Thursday, February 02, 2006

Tragédias

Estávamos conversando ontem, eu e Barbie mutante, sobre o modo como as pessoas se alimentam de pequenas tragédias. O sofrimento, para alguns, dignifica mais que o próprio trabalho, "e se você ainda não tem o seu, corra, porque a promoção está acabando".
Acidente na rua, por exemplo, é televisão de pobre. Basta ter um pingo de sangue no chão que os abutres se reúnem e fazem a festa. A pobre vítima quase não consegue respirar, porque os miseráveis todos formam um cerco, talvez com medo que a atração fuja pra outro lugar, como circo que vai embora da cidade.
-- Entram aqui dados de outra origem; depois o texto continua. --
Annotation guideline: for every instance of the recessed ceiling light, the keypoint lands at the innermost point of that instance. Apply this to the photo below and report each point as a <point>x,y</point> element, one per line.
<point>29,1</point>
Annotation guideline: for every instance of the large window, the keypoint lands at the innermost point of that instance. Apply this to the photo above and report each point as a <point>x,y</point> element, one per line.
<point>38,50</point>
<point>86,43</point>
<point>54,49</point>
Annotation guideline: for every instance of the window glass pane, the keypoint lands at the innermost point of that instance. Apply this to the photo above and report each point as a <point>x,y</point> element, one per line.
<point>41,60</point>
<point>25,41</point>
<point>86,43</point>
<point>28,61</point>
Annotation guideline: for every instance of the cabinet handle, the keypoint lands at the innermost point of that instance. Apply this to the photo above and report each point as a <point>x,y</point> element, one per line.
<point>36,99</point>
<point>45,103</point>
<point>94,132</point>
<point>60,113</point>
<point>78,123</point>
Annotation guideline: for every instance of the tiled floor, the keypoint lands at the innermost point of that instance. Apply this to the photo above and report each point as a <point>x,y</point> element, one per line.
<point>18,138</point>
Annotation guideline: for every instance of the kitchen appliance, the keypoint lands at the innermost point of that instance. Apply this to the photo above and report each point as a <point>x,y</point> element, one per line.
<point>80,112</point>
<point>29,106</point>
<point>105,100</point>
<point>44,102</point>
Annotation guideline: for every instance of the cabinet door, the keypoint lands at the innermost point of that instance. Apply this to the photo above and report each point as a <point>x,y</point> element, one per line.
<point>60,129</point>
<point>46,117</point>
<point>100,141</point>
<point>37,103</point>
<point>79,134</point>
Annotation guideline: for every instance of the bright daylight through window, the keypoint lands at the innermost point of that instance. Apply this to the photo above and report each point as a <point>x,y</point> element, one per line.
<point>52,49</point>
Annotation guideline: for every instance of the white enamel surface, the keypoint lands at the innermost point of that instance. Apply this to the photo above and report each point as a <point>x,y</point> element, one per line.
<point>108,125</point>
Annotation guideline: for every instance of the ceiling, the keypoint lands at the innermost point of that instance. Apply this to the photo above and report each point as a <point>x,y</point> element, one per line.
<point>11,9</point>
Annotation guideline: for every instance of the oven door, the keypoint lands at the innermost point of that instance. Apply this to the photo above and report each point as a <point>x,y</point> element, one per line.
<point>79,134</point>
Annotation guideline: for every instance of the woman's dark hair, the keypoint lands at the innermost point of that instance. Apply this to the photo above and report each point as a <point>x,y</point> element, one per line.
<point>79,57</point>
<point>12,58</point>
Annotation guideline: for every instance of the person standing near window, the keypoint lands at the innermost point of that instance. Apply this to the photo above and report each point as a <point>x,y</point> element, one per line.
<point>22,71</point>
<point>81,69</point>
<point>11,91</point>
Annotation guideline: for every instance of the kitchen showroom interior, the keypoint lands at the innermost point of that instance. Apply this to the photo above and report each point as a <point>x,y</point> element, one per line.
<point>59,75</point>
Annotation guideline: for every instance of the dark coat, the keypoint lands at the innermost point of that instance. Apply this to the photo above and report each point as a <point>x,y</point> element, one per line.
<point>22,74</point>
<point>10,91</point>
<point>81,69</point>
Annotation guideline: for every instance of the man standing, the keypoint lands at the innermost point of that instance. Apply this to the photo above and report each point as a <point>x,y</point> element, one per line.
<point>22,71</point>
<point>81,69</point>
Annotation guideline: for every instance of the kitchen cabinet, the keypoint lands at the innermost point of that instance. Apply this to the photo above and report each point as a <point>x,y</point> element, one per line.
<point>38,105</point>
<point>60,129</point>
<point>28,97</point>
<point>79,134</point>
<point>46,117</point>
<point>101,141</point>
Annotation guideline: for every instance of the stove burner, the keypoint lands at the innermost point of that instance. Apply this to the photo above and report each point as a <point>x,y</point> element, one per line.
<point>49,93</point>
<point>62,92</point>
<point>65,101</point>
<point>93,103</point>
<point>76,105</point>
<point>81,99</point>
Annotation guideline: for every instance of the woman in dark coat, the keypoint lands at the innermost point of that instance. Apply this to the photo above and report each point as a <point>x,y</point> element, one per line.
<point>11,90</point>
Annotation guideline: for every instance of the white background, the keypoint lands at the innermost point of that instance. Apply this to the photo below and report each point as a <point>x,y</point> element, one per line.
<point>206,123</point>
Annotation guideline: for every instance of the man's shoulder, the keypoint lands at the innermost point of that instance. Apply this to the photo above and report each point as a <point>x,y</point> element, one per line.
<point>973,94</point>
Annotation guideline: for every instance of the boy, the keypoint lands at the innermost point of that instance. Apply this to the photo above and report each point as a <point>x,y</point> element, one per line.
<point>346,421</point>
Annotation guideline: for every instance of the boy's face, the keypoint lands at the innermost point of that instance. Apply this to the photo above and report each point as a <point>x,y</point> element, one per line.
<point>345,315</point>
Até preferem que morra, porque a notícia vai ser mais interessante e vai valer a pena chamar as comadres pra assistir também.
Já o repórter chega ao local da desgraça (as de enchente são clássicas) com aquelas perguntinhas dolorosas do tipo "e como vocês estão se sentindo", e certamente vai escolher a criatura mais horrorosa e com menos dentes que encontrar pra responder.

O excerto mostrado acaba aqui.